Legal and Ethical Note

This guide describes monitoring of publicly available information only. OSINT conducted on public sources is legal in virtually all jurisdictions. The tools and techniques described here are used by journalists, researchers, security professionals, and regulators every day.

Do not use this for:

  • Stalking, harassment, or intimidation.
  • Accessing private accounts, private profiles, or non-public content.
  • Monitoring individuals without a legitimate purpose (journalism, security, or your own digital footprint).
  • Doxing or publishing private information obtained through OSINT.
  • Using the agent to probe systems or services you are not authorized to access.

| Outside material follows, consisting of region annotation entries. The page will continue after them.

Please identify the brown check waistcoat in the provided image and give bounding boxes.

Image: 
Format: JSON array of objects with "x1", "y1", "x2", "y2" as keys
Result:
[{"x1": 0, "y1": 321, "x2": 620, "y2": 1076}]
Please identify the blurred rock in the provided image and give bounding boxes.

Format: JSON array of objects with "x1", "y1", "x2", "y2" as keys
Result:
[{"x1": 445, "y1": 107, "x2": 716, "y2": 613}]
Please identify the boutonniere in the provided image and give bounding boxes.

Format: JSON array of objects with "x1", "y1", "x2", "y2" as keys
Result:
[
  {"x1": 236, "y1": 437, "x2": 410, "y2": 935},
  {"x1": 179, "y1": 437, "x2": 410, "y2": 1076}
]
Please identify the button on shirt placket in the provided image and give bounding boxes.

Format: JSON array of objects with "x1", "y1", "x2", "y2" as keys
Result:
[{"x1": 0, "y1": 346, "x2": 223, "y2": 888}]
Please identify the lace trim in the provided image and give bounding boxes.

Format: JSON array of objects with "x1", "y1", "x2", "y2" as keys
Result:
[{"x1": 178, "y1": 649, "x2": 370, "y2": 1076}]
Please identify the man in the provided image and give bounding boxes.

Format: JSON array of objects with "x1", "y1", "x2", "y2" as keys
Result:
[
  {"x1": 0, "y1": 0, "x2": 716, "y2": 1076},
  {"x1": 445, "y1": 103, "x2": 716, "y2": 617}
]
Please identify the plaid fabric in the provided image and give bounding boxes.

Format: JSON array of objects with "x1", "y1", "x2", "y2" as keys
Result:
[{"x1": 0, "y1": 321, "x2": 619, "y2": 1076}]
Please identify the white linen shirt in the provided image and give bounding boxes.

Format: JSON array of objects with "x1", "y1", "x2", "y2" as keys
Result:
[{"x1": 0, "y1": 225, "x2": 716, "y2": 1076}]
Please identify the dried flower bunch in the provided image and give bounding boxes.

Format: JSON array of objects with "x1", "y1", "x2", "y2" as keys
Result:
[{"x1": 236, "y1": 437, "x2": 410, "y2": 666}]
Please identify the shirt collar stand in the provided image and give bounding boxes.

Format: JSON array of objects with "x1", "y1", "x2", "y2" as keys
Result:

The legal boundary is straightforward: if the information is on a public website and accessible without authentication, collecting it is OSINT and generally lawful. If you need to log in, bypass a paywall, or circumvent a technical restriction to access it, that is no longer OSINT.

The ethical boundary is stricter than the legal one. Just because you can track someone’s public statements does not mean you should. Use the agent responsibly, and if you are uncertain about a specific use case, consult legal counsel familiar with the laws in your jurisdiction.